I’m converting a TensorFlow graph to TensorRT engine. For the same input, TensorFlow graph and TensorRT engine produce identical result up to an tf.nn.sigmoid op. But the output of the sigmoid function differs slightly between TF graph and TensorRT engine. I wonder if this is to be expected.
For example, given an input:
[8.879764 -8.724520 -10.623482 -11.822342 -12.868923 -11.805139 -13.092369 -11.573037 -11.112819 -11.025951]
I think this is normal (unless you have disabled reduced precision) as one of the optimizations that TensorRT does is to use ‘FP16 and INT8 reduced precision calibration’ and hence you see the truncated, less precise results with TensorRT than with TF which uses full-precision (FP32).
But in this case, I’m not using reduced precision. I’m creating tensorRT engine using the buildCudaEngine() function in C++ API. If I’m not mistaken, it creates TensorRT engine in 32bit precision.
I see, in that case, it looks abnormal. Maybe you can query the builder to know for sure if the engine is created in FP32. Otherwise, I think NVidia person might have more information for you.
We have tested the tf.nn.sigmoid() op with TensorRT but cannot reproduce this issue.

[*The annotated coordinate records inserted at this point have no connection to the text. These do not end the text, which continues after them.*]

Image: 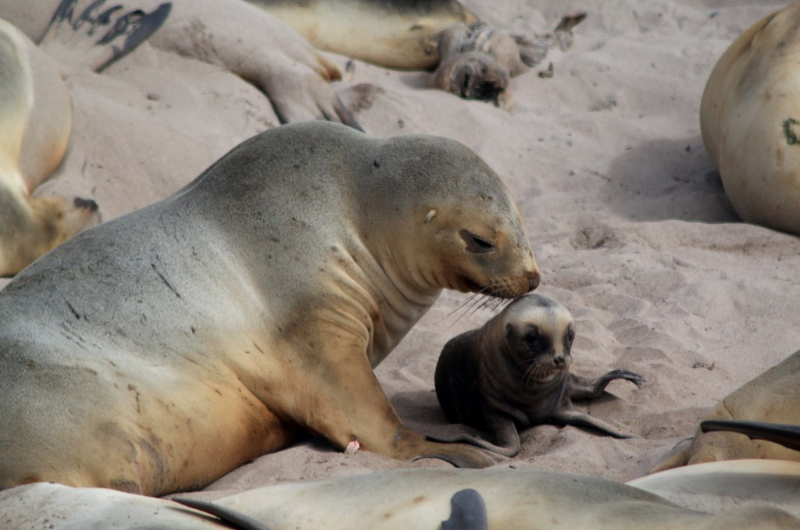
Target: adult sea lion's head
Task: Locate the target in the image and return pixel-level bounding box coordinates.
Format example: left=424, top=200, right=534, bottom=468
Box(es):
left=362, top=130, right=539, bottom=298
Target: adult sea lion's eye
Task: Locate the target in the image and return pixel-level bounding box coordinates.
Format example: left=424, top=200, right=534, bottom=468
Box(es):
left=458, top=230, right=495, bottom=254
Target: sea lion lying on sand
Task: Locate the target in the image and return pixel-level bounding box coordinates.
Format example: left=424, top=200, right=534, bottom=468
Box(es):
left=650, top=351, right=800, bottom=473
left=700, top=0, right=800, bottom=235
left=0, top=122, right=539, bottom=495
left=0, top=468, right=800, bottom=530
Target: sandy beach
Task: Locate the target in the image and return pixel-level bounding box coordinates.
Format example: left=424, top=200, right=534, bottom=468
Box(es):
left=0, top=0, right=800, bottom=499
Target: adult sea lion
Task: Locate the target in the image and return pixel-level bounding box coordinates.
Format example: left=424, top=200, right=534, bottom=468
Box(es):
left=247, top=0, right=478, bottom=70
left=0, top=122, right=539, bottom=495
left=0, top=15, right=97, bottom=276
left=650, top=351, right=800, bottom=473
left=0, top=468, right=800, bottom=530
left=435, top=294, right=644, bottom=456
left=700, top=0, right=800, bottom=235
left=0, top=0, right=358, bottom=128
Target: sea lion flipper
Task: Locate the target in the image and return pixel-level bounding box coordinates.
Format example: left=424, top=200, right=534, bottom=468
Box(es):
left=568, top=370, right=645, bottom=400
left=442, top=488, right=489, bottom=530
left=172, top=498, right=269, bottom=530
left=553, top=408, right=633, bottom=438
left=40, top=0, right=172, bottom=72
left=700, top=420, right=800, bottom=451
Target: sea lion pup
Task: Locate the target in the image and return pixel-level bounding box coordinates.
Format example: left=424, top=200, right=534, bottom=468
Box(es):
left=435, top=295, right=644, bottom=457
left=0, top=122, right=539, bottom=495
left=700, top=0, right=800, bottom=235
left=650, top=351, right=800, bottom=473
left=0, top=19, right=97, bottom=276
left=0, top=468, right=800, bottom=530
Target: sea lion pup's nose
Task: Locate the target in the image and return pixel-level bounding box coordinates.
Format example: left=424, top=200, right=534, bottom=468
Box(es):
left=528, top=271, right=540, bottom=292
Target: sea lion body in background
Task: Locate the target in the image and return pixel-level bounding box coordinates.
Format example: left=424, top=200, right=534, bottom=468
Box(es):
left=435, top=294, right=643, bottom=456
left=0, top=468, right=800, bottom=530
left=0, top=122, right=539, bottom=495
left=247, top=0, right=478, bottom=70
left=0, top=19, right=97, bottom=276
left=700, top=0, right=800, bottom=235
left=651, top=351, right=800, bottom=473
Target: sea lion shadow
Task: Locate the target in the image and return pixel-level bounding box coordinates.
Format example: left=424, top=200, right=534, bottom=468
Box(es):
left=597, top=135, right=740, bottom=223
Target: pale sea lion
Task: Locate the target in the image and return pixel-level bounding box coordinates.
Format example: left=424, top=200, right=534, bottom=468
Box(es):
left=0, top=122, right=539, bottom=495
left=0, top=468, right=800, bottom=530
left=0, top=15, right=97, bottom=276
left=627, top=459, right=800, bottom=517
left=247, top=0, right=478, bottom=70
left=0, top=0, right=358, bottom=127
left=700, top=0, right=800, bottom=235
left=435, top=294, right=644, bottom=456
left=650, top=351, right=800, bottom=473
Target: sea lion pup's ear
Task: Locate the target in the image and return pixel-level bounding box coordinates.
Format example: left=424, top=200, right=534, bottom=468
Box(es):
left=700, top=420, right=800, bottom=451
left=171, top=499, right=269, bottom=530
left=442, top=488, right=489, bottom=530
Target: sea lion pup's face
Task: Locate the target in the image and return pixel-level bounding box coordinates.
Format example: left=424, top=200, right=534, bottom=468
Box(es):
left=360, top=132, right=539, bottom=298
left=500, top=294, right=575, bottom=385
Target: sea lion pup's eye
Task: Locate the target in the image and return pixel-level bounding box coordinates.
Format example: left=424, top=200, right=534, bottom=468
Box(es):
left=567, top=327, right=575, bottom=346
left=525, top=326, right=539, bottom=342
left=458, top=230, right=495, bottom=254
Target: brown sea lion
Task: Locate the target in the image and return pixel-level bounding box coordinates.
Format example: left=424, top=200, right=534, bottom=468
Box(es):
left=435, top=294, right=644, bottom=456
left=0, top=122, right=539, bottom=495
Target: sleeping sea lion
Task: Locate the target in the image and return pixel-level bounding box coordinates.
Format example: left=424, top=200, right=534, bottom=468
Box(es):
left=0, top=19, right=97, bottom=276
left=650, top=351, right=800, bottom=473
left=435, top=294, right=644, bottom=457
left=0, top=122, right=539, bottom=495
left=700, top=0, right=800, bottom=235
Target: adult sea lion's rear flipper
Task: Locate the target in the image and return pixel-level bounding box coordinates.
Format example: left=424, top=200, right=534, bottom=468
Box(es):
left=172, top=499, right=269, bottom=530
left=442, top=488, right=489, bottom=530
left=40, top=0, right=172, bottom=72
left=700, top=420, right=800, bottom=451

Please remember to convert the input to np.float32 to reserve full precision.
Thank you for looking into this and providing the sample code. I can confirm that I get identical result in this isolated test case you provided. However, when the sigmoid layer is part of a larger network, I still see the difference between TensorFlow and TensorRT, even though the output from previous conv layer is identical between TensorFlow and TensorRT. Let me see if I can extract a test case that exhibit the problem.
It really help if you can extract a simple test case to reproduce the issue you met.
Will wait for your update and discuss with our internal team for further suggestion.